Anne received a diary for her thirteenth birthday right before they went into hiding. In addition to writing about the happenings in the Secret Annex, Anne also wrote about her emotions and ideas during her two years of hiding. She also began writing a novel, wrote short stories, and copied sentences from books she had read for her Book of Beautiful Sentences. She found that writing had passed the time. Anne was prompted to combine her separate diaries into a single narrative, Het Achterhuis, after the Dutch government’s minister of education in England requested Radio Orange to preserve war diaries and records.


The History of the Secret Annex

Possibly the most famous building in Amsterdam, the Frank family’s hiding place welcomes over a million visitors annually. The story of Anne Frank is the main introduction given to guests of the Prinsengracht house. But the building’s history actually began 350 years earlier. Amsterdam began to flourish after 1585 as a result of the Netherlands’ significant contribution to colonial and international trade. The population of Amsterdam grew from 50,000 to 200,000 in 60 years. Construction of the building on Prinsengracht began during this Golden Age.

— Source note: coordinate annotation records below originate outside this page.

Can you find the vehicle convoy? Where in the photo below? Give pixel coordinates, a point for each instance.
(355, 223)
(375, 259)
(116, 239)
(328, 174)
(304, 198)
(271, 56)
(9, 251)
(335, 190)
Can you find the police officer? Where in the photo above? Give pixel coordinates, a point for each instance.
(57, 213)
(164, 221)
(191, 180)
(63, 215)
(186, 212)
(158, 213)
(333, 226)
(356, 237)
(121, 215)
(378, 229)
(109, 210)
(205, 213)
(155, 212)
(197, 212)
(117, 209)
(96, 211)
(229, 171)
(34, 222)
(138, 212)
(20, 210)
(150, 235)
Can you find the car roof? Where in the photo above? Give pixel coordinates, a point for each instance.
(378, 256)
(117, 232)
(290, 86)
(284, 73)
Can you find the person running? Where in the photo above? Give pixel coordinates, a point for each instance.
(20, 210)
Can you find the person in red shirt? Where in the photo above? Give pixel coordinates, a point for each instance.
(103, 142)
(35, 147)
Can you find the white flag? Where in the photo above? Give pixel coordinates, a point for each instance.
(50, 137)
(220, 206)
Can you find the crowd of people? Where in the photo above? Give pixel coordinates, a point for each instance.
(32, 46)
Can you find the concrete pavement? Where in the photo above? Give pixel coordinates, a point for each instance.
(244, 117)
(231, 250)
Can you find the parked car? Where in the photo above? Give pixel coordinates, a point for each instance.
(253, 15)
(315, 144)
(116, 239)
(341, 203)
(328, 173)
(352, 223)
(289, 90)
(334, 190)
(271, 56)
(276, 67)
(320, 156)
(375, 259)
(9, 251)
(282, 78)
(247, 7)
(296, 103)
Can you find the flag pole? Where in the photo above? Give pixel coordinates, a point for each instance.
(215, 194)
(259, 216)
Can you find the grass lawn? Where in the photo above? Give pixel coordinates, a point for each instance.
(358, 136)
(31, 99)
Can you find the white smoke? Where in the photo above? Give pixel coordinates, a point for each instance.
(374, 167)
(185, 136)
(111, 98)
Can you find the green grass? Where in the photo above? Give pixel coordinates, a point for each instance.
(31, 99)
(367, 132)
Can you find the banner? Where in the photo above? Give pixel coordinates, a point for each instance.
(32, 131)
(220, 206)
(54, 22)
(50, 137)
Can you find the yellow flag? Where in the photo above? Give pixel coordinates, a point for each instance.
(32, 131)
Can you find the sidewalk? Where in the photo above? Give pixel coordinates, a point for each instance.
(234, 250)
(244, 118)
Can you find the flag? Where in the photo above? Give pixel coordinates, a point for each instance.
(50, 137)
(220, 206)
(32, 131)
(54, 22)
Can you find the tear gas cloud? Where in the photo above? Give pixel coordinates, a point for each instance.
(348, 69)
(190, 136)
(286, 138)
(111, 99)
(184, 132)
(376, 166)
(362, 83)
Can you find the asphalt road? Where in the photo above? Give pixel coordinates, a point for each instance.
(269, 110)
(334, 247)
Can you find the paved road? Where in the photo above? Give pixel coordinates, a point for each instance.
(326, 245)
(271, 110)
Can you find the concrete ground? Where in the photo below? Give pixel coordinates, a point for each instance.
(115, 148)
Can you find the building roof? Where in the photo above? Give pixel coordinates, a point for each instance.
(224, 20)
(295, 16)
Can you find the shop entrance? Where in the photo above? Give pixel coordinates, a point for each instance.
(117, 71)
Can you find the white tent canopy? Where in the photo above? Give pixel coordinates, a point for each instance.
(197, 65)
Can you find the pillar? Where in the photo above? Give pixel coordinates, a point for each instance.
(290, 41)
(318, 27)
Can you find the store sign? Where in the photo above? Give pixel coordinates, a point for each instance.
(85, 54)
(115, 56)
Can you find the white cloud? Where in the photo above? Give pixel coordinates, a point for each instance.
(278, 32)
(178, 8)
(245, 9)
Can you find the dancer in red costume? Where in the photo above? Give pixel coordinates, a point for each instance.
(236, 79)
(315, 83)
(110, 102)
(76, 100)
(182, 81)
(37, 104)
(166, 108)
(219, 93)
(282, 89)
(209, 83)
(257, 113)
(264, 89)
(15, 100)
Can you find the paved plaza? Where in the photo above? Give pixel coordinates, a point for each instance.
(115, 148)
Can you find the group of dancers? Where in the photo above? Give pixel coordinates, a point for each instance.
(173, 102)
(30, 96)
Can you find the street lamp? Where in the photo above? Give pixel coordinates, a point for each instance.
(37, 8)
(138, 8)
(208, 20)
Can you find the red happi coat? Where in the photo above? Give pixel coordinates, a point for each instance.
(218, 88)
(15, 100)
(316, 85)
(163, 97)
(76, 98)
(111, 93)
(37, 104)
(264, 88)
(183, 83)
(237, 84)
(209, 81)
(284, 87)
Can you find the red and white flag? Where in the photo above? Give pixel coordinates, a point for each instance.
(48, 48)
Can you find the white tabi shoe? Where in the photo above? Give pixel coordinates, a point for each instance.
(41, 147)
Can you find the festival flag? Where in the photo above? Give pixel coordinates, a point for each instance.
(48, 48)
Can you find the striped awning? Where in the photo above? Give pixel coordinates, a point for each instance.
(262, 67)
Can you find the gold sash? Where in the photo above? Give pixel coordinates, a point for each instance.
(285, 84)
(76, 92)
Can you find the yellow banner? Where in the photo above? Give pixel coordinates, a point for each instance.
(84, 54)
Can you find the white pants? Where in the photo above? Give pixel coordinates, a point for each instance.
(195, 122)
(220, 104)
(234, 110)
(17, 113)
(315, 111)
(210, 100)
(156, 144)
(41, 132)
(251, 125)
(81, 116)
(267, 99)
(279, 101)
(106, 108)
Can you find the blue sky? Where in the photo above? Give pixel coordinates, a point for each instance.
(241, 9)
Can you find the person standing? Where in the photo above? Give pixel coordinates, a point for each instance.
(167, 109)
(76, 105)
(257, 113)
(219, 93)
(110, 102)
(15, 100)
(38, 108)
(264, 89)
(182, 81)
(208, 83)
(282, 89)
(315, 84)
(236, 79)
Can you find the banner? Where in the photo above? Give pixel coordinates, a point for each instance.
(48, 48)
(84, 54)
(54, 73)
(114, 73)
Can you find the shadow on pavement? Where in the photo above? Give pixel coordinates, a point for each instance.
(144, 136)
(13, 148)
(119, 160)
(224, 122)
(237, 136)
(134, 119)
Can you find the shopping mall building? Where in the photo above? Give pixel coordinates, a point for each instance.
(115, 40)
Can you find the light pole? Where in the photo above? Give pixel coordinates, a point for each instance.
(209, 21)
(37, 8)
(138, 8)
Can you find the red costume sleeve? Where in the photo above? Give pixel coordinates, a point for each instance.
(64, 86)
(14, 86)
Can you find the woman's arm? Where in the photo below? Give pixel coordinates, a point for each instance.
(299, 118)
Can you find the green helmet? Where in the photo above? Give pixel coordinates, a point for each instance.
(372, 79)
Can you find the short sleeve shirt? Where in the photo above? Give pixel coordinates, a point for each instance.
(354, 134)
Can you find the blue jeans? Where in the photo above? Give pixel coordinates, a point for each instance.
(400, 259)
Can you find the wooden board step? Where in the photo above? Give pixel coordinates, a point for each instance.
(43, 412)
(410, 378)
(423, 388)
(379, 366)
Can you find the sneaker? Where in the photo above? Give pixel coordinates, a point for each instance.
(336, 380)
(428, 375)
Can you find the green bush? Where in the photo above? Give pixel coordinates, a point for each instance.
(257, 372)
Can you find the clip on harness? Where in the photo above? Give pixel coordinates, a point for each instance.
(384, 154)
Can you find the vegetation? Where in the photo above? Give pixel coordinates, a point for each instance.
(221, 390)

Houses and storage facilities beside the canal network of freight-transporting canals were constructed around the small town center. The warehouses along the waterfront served as storage for merchants. Living space became more and more necessary at the same time. This led to the construction of Prinsengracht 263, a private residence next to two warehouses, in 1635. Many of the properties were long and narrow because the land along the Amsterdam canals was in high demand. The backyards of existing homes were converted into so-called “annexes,” which provided additional space for living, working, and storing. Often, a courtyard would divide the main house from the annexes and connect them via a corridor to let natural light into both buildings.


The Secret Annex of Anne Frank

The 1739 annex is where Anne and her family fled into hiding. That year, over a century after Prinsengracht 263 was built, the old annex was destroyed, and a new, bigger annex was built in its place. A second renovation happened later. A room on the street level took the place of the basement. The home was now appropriate for businesses that needed a warehouse or spacious work area in addition to office space thanks to this intervention. That was precisely what Otto Frank desired for his business, Pectacon, nearly two centuries later.


Death Of Anne Frank

Anne passes away in Bergen-Belsen from exhaustion. Early in November 1944, Anne was once more placed on transport. Along with Margot, she was deported to the concentration camp at Bergen-Belsen. In Auschwitz, their parents remained behind. The circumstances in Bergen-Belsen were also appalling. Food was scarce, the weather was chilly and damp, and infectious diseases were prevalent. Margot and Anne both had typhus. 

Due to its effects, they both passed away in February 1945—Margot first and Anne shortly after. Otto, Anne’s father, was the lone survivor of the Secret Annex residents during the conflict. After the Russians freed him from Auschwitz, he discovered his wife Edith had passed away on the arduous journey home to the Netherlands. He learned that Anne and Margot were also deceased while he was in the Netherlands.



The story of Anne Frank is a powerful reminder of human resilience and World War II horrors. Anne’s diary offers a personal glimpse into a life of dreams, hope, and fear in the face of unimaginable suffering. Her time in the Hidden Annex and tragic death are historical details that remind us to learn from the past. Anne Frank’s life and journal are crucial to understanding Earth’s history due to her inspiration and education.